Semua yang hadir pada malam itu semacam puas dengan jawaban-jawaban yang dipaparkan. Hal itu terlihat dari gerak kepala mereka yang cenderung mangangguk-ngangguk.

“Saya masih aga terganggu dengan statement terakhirmu tadi Kar, yaitu dari ketiga faktor yang telah disebutkan tadi tentunya masing-masing faktor tidak berdiri sendiri. Ketiganya saling berhubungan dan bahkan cenderung bisa saling menguatkan satu sama lainnya. Apa maksudnya?”, Lantip kebingungan.

“Saya pernah membaca sebuah buku. Dulu sekali. Judulnya ‘Korupsi’. Dalam buku itu diceritakan bahwa ada seorang pegawai negeri yang gajinya tidak mencukupi biaya hidup keluarganya.  Ia terpaksa harus korupsi untuk itu. Korupsi ini terus berlanjut. Hingga akhirnya, atasannya mengetahui bahwa pejabat tersebut melakukan korupsi. Atasan tersebut tidak menindak si bawahan. Ia menjadikan data korupsi bawahannya tersebut sebagai senjata untuk mempertahankan  kepentingannya.  Kemudian,  atasan  yang  lebih  di atas lagi melakukan hal yang sama seperti atasan yang pertama tadi. Hal inilah  yang  membudaya  dalam  suatu  lingkup  kerja.  Intinya,  saya  untung, kamu untung dan kita semua aman.”
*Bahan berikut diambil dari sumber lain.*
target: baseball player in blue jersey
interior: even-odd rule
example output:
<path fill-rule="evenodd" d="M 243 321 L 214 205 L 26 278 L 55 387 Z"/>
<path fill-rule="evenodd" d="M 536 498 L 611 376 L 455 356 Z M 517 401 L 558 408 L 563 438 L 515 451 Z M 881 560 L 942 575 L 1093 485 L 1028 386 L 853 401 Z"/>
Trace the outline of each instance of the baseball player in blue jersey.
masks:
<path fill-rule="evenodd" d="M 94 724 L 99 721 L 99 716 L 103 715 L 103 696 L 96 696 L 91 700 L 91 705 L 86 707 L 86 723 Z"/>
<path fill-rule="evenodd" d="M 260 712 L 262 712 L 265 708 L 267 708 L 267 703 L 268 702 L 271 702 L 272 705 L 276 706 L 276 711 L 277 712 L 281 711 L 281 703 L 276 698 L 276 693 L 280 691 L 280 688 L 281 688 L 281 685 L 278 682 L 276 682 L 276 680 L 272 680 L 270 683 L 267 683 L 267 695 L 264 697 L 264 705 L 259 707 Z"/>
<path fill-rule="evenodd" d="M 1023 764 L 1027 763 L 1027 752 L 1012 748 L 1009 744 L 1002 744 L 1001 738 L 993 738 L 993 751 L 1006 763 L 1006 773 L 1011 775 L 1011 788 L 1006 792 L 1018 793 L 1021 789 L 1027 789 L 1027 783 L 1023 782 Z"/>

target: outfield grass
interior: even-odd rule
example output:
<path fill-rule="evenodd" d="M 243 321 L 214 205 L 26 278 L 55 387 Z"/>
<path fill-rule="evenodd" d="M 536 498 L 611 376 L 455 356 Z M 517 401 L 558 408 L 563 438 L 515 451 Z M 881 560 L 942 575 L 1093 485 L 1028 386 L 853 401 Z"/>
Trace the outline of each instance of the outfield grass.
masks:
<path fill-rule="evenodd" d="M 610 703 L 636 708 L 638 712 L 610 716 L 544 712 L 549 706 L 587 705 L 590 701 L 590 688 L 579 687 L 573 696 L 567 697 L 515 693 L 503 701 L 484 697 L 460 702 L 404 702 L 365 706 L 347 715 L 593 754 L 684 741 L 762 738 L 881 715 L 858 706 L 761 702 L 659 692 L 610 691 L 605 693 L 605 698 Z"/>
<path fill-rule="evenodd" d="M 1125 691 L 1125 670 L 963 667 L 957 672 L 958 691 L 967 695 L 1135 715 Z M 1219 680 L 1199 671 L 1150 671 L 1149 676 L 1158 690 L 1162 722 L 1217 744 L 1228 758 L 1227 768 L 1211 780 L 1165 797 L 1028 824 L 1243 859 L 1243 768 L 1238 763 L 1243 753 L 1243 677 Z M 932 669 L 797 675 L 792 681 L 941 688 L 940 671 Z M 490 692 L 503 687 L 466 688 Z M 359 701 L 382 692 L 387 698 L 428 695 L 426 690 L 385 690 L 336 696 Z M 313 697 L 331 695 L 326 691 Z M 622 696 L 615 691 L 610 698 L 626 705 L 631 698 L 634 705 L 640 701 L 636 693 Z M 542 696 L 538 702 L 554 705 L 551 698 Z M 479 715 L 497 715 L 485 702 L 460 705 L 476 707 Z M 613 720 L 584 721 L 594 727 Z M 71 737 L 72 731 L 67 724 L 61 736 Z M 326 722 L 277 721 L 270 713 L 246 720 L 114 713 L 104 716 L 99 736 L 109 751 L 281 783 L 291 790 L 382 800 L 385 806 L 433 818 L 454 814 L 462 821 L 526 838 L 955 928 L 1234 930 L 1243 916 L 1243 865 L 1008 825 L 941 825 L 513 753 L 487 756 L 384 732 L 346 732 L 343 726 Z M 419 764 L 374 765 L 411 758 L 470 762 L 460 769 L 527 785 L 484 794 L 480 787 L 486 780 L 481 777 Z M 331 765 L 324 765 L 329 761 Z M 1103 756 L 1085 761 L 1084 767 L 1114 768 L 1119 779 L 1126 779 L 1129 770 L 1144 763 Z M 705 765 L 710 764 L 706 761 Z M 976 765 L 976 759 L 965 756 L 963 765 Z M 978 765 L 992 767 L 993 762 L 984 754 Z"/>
“Maksudmu korupsi itu tidak dilakukan oleh satu orang saja? Ia dilakukan secara berjamaah karena melibatkan sistem?”, sambar kere senior dengan mata terbelalak.

“Bisa jadi seperti itu. Soalnya, tidak mungkin satu orang bisa membereskan satu sistem yang melibatkan banyak pihak”, jawab Karni santai.

Hening sejenak. Mereka dikuasai oleh statement Karni barusan. Ini semacam pengetahuan baru di kalangan kere. Kemudian, suara Lantip membelah kesunyian.

“Tunggu dulu! Ada yang terlewat. Yang korupsi ‘kan para pejabat. Sementara mereka   semua   itu   adalah   orang-orang   berpendidikan.   Gelar   akademik mereka bertaburan di depan dan belakang nama mereka. Kok masih korupsi? Apakah  tingkat  pendidikan  bukan  jaminan  untuk  bebas  dari  perbuata n korup? Atau jangan-jangan pendidikan dimaksudkan untuk korupsi? Sekolah untuk korupsi?”

“Jawab sendiri pertanyaanmu itu. Dasar kere”, sambar kere tertua.

Para kere tertawa terbahak-bahak. Mereka semua bersyukur tidak menjadi pejabat karena terhindar dari perbuatan korup. “Kere itu miskin tapi bebas dari   perbuatan   korupsi”   adalah   salah   satu   slogan   mereka.   Lagipula, keterlaluan kalau kere korupsi.